'Waria waria' tree turns to gold

Posted: 31 January 2002

Author: Peter McGrath

Author Info: Peter McGrath is a freelance writer based in Italy, specialising in scientific, agricultural and environmental issues.

In the early 1990s, in order to understand more about the distribution and quality of the melaleuca tree and its oils, Australian scientists carried out surveys in the remote Western Province of Papua New Guinea. Now that research is looks like paying off for the local farmers, if it can be harvested sustainably.

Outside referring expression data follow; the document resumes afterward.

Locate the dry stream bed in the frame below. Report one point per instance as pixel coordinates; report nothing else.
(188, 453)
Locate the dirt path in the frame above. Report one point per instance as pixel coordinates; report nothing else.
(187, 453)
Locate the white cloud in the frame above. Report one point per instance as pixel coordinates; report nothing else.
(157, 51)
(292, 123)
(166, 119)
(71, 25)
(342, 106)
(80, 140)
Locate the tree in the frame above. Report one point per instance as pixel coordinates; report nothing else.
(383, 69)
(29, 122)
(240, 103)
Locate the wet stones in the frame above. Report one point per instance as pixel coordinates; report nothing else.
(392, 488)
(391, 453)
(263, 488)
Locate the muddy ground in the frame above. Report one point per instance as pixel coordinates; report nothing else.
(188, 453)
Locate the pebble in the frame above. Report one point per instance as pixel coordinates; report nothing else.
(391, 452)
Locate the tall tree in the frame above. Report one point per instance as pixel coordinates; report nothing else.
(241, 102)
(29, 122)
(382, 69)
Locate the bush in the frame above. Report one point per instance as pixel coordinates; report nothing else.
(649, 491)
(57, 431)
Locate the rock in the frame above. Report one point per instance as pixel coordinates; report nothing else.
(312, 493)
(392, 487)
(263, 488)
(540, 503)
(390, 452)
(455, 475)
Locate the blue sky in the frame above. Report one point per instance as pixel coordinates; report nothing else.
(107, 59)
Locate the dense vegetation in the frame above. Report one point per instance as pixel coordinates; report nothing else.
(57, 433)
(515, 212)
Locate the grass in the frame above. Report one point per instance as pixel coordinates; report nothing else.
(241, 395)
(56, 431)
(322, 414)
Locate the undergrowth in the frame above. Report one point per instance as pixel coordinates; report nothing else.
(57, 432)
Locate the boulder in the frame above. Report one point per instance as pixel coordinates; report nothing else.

The trees (Asteromyrtus (Melaleuca) symphyocarpa) are distributed across northern Australia and Papua New Guinea, and their oil, like that of eucalyptus, is used to treat various ailments. When villagers saw the scientists using stills to extract oil for their survey work, however, they realised that the simple technology could also work for them.

Now, thanks to a partnership between CSIRO, the Australian government's research organisation, and the PNG National Forest Authority, five stills have been set up, and villagers are extracting the essential oils themselves.

"The oil, known as 'waria waria oil' after the local name for the tree, has found a ready market in villages as well as in Danu, the provincial capital," confirms Dr. John Doran of CSIRO's Forestry and Forest Products department. A marketing agreement has also been made for the villagers to sell their oil to a nation-wide trading company, providing an assured market and a good return for the product.

However, although the trees are common and often cover thousands of hectares, there are concerns that increased harvesting levels might not be sustainable.

Typically, collectors climb about 30 per cent of the most healthy, vigorous trees in a stand and remove all but three or four of the main branches. Once the limbs are on the ground, leaves and twigs are stripped by hand into bags for transport back to the village and steam distillation. "This harvesting method is working well, with minimal tree death and fast recovery of harvested trees," says Dr. Doran.

To confirm this, though, requires more rigorous scientific monitoring. Together with the University of PNG, CSIRO have set up a series of replicated experimental plots.

The aim is to try and determine what is an 'incorrect' harvesting method that would ultimately alter the ecological balance of the harvested area, and what is a 'correct' method that would leave things more or less unchanged. "Hopefully the plots can be monitored for many years," adds Dr. Doran.